While there is a presumption that the word 'shall' in a statute is mandatory in nature, there is no general rule to that effect and it has often been interpreted to be directory when certain conditions are present. The case most often cited in support of this proposition is Montreal Street Railway Co. v. Normandin, [191] A.C. 170 (P.C.), where Sir Arthur Cannell stated, at pages 174-75:
The question whether provisions in a statute are directory or imperative has very frequently arisen in this country, but it has been said that no general rule can be laid down, and that in every case the object of the statute must be looked at...When the provisions of a statute relate to the performance of a public duty and the case is such that to hold null and void acts done in neglect of this duty would work serious general inconvenience, or injustice to persons who have no control over those entrusted with the duty, and at the same time would not promote the main object of the Legislature, it has been the practice to hold such provisions to be directory only, the neglect of them, though punishable, not affecting the validity of the acts done. (Emphasis added)
I am satisfied that the doctrine applies to the present case. The statutory notice provisions clearly involve the performance of public duties by the respondent. There is no sanction or penalty provided in the Act for failure to give notices in time.
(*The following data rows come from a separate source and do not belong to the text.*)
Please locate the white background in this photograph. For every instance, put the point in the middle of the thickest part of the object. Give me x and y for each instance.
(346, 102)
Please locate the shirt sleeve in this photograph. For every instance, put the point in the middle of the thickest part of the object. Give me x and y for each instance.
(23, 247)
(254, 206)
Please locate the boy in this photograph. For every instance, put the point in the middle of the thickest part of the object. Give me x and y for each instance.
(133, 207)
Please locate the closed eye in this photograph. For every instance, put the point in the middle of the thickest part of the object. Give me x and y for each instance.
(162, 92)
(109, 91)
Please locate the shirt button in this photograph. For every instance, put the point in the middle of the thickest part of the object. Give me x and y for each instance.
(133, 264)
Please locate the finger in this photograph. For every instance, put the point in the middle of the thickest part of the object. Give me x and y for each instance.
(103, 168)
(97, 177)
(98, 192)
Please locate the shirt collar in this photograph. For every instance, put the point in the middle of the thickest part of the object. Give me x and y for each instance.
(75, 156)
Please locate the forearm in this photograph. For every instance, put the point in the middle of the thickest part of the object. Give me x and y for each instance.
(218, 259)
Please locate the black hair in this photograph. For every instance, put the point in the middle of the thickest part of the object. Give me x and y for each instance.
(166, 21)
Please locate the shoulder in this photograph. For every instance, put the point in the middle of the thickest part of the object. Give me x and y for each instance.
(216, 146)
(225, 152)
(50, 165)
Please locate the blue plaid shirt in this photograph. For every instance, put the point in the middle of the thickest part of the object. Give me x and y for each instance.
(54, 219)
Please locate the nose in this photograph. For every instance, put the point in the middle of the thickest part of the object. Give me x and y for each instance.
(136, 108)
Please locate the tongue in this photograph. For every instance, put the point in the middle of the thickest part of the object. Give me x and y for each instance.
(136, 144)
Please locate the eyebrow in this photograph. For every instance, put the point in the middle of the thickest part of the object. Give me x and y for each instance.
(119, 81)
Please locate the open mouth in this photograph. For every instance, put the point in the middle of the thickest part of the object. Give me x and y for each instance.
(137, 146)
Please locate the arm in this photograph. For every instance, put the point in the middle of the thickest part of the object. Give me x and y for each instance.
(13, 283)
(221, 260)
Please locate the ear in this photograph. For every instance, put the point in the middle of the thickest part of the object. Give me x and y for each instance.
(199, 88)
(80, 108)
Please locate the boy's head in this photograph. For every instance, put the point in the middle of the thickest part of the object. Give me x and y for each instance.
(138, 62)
The object of the notice provisions is to provide a defined time frame within which a request for information should be processed, and to allow the requester to file a complaint with the Information Commissioner. To interpret the notice provisions as mandatory would result in a denial of the release of the information to the requesters and would only cause the filing of a second request and timely compliance. This would not promote the main object of these provisions. Furthermore the requesters, through no fault of their own, would be penalized by the error of the respondent notwithstanding that they do not object to their own late notices.
[The applicant] may, in principle have an unlimited right of access to government information, subject only to the exemptions set out in the Act. However, in my opinion, he does not have an unlimited right of access to the processes available to secure those rights....I agree with the Law Society's characterization of the applicant as a sophisticated and frequent user of the Act. I am also satisfied that the applicant was well informed of the November 16, 1998 closing for this inquiry and of the associated deadlines for initial and reply submissions. Indeed, I find that by consistently confirming the date for the inquiry in their responses to the applicant's voluminous correspondence, my staff went beyond what was reasonably required to notify the applicant of the deadlines he was required to meet. I am also satisfied that the applicant was adequately informed that he could provide a late submission with a letter of explanation, if it was delivered by November 16, 1998.
The Legislature created the Office of the Information and Privacy Commissioner to administer the Act in ways that facilitate the purposes of the legislation. This mandate cannot require the Commissioner to act unreasonably in administering his own processes, or in supervising the processes of institutions. The Legislature must have intended that the Commissioner have the necessary authority to control his own processes, and to supervise the processes of institutions under the Act, so as to minimize or eliminate the potential for abuse.